Posted by January 24th, 2021 No Comments »

Winter Light (1963)  
Directed by Ingmar Bergman

Starring Gunnar Björnstrand, Ingrid Thulin, Max von Sydow and Gunnel Lindblom       
By Joel Azose   

I came to Winter Light through Paul Schrader’s 2017 movie First Reformed. First Reformed is a mystifying, spellbinding drama about a priest questioning his faith and his future as a result of counseling his suicidal parishioner. In article after article, it was compared – in structure, tone, and content – to Winter Light. Both boil down to the question: how can anyone hold hope for the future when they know the evil that exists in the world?

Winter Light is the second movie in Bergman’s “Silence of God” trilogy. It keeps in the somber, contemplative – sure, “existential” – mode of his early movies, focusing on spiritual and religious matters, while also pulling in a focus on a broken relationship (which he’ll later explore more in 1966’s psychedelic “Persona” and 1973’s “Scenes from a Marriage”, probably the two most famous movies of his directing career.)

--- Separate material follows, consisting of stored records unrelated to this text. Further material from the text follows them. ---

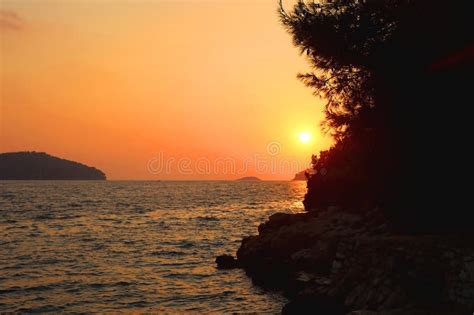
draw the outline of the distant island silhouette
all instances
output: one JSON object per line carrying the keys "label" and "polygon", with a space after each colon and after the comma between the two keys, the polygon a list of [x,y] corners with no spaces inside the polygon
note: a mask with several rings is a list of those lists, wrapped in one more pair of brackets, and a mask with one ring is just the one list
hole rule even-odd
{"label": "distant island silhouette", "polygon": [[237,179],[237,181],[261,181],[261,179],[255,176],[247,176],[247,177],[239,178]]}
{"label": "distant island silhouette", "polygon": [[106,180],[101,170],[45,152],[0,153],[0,180]]}

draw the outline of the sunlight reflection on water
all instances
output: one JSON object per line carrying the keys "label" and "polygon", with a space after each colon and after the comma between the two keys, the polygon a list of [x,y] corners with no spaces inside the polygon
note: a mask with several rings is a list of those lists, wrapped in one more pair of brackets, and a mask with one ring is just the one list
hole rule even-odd
{"label": "sunlight reflection on water", "polygon": [[279,312],[216,270],[305,182],[0,182],[0,312]]}

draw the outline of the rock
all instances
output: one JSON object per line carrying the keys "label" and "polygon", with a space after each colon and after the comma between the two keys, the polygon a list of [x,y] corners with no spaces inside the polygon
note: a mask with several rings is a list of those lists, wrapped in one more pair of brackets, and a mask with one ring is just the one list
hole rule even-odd
{"label": "rock", "polygon": [[[254,283],[285,292],[285,314],[474,309],[474,237],[394,235],[371,215],[277,213],[242,240],[237,263],[232,256],[216,262],[237,264]],[[440,314],[457,314],[450,312]]]}
{"label": "rock", "polygon": [[234,269],[239,268],[239,262],[232,255],[220,255],[216,258],[218,269]]}

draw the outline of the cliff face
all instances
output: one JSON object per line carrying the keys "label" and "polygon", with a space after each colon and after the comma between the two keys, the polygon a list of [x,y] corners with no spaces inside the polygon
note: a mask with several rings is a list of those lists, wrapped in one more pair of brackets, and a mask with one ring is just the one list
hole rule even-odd
{"label": "cliff face", "polygon": [[332,209],[271,216],[237,258],[255,283],[285,291],[287,313],[466,314],[474,310],[473,240],[395,235],[377,211]]}
{"label": "cliff face", "polygon": [[0,180],[105,180],[94,167],[43,152],[0,154]]}

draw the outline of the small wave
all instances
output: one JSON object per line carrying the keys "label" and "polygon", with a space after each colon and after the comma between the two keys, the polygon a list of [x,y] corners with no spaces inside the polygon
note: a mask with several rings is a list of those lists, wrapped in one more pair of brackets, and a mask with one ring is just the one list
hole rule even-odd
{"label": "small wave", "polygon": [[198,221],[217,222],[217,221],[220,221],[221,219],[216,218],[216,217],[197,217],[196,220],[198,220]]}
{"label": "small wave", "polygon": [[169,256],[184,256],[186,255],[186,253],[175,251],[175,250],[159,250],[159,251],[152,252],[150,255],[169,257]]}

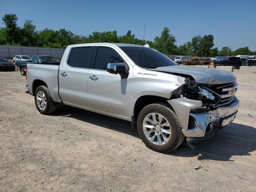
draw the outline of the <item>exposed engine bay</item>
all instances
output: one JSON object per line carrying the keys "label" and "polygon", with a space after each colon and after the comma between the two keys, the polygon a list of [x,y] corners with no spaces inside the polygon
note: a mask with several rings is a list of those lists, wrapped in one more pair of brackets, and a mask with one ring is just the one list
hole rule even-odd
{"label": "exposed engine bay", "polygon": [[214,85],[197,83],[192,79],[186,77],[185,83],[175,91],[172,98],[186,97],[202,101],[202,106],[197,109],[205,110],[227,105],[234,100],[237,89],[236,82]]}

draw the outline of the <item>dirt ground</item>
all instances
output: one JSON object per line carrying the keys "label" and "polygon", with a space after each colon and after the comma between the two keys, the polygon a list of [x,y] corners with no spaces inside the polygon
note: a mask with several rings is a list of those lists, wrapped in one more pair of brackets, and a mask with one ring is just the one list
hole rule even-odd
{"label": "dirt ground", "polygon": [[129,122],[66,106],[40,114],[25,76],[0,72],[0,191],[256,191],[256,74],[234,73],[234,121],[163,154]]}

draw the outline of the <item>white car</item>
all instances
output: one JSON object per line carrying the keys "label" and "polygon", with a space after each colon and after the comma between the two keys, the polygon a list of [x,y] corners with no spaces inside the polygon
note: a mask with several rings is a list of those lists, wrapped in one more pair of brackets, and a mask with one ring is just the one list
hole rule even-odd
{"label": "white car", "polygon": [[221,60],[223,58],[223,57],[214,57],[212,58],[210,58],[209,59],[212,61],[214,61]]}
{"label": "white car", "polygon": [[29,61],[30,57],[28,55],[16,55],[12,58],[12,62],[16,65],[16,62],[18,61]]}
{"label": "white car", "polygon": [[174,62],[179,63],[185,59],[185,57],[183,56],[177,56],[175,57],[175,58],[174,59]]}

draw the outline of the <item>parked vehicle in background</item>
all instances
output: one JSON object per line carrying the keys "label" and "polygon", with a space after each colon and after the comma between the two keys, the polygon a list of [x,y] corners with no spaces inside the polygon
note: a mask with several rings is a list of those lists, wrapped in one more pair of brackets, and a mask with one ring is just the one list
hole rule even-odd
{"label": "parked vehicle in background", "polygon": [[17,61],[15,65],[16,69],[20,70],[21,75],[25,76],[26,72],[26,66],[27,66],[27,64],[31,63],[31,60],[28,61]]}
{"label": "parked vehicle in background", "polygon": [[240,67],[242,65],[242,60],[238,57],[228,57],[219,61],[213,62],[214,67],[216,66],[233,66]]}
{"label": "parked vehicle in background", "polygon": [[70,45],[60,64],[43,63],[28,64],[26,76],[40,113],[52,113],[62,103],[129,121],[156,151],[174,150],[185,137],[193,147],[238,112],[233,74],[178,66],[147,46]]}
{"label": "parked vehicle in background", "polygon": [[182,60],[186,59],[185,57],[184,56],[179,56],[175,57],[174,59],[174,62],[178,64],[181,63]]}
{"label": "parked vehicle in background", "polygon": [[18,61],[29,61],[30,58],[28,55],[16,55],[12,58],[12,62],[16,64]]}
{"label": "parked vehicle in background", "polygon": [[247,58],[244,65],[249,66],[256,66],[256,56],[254,55],[250,57],[252,58],[249,59],[249,57]]}
{"label": "parked vehicle in background", "polygon": [[236,56],[236,57],[240,57],[240,58],[244,58],[247,59],[248,57],[250,57],[250,55],[237,55]]}
{"label": "parked vehicle in background", "polygon": [[223,58],[223,57],[214,57],[212,58],[210,58],[209,59],[211,61],[218,61],[219,60],[221,60]]}
{"label": "parked vehicle in background", "polygon": [[247,58],[247,60],[256,60],[256,56],[251,56]]}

And it’s true: on a surface level, First Reformed and Winter Light are identical. Winter Light centers on a priest, Tomas Ericsson, questioning his faith after a destabilizing encounter with Jonas Persson, a member of his church. Jonas’ wife is pregnant, and he is inconsolable, unsure of how he can bring a child into a world on the verge of a nuclear war. (In First Reformed, the issue plaguing his churchmember is climate change.) Like First Reformed, Winter Light also has a subplot about the priest keeping a woman who loves him at arm’s length (there, a fellow church employee; here, a schoolteacher).

The two films share a lot of thematic ground, too: faith and doubt, abandonment, and compassion reverberate in both. But these two movies are dramatically different in where they end up.

Priest Tomas is a cruel man, propelled forward by inertia in his role instead of genuine faith. Tomas relucantly admits that during his time as a pastor in wartime Lisbon, he was choosing ignorance, denying the reality of the evil around him, which prompts Märta, the schoolteacher, to encourage him to give up his role in the church. Later, when visited by a suicidal Persson, Tomas rants and raves, overtaken with guilt and self-doubt, unable to provide any meaningful comfort. 

Tomas fancies himself as Jesus but knows that he would be an absent apostle.

Winter Light is brief and direct, full of the trademark Bergman-isms. (You won’t want for exquisitely-posed tableaux of two faces at angles against each other.) The cinematography is beautiful. Where many would have milked these scenes for melodrama, drenching them in strings, this movie pulls way back, employing nothing but diegetic organ and hymns for a “score”. The focus is truly on Tomas and his struggles. There’s not much in the way of plot, and it’s a bit slow to start, but ultimately worthwhile. – B

(Editor’s Note: Re-reviewed is a semi-regular Nada Mucho series in which we put classic films back under our cinematic microscope.)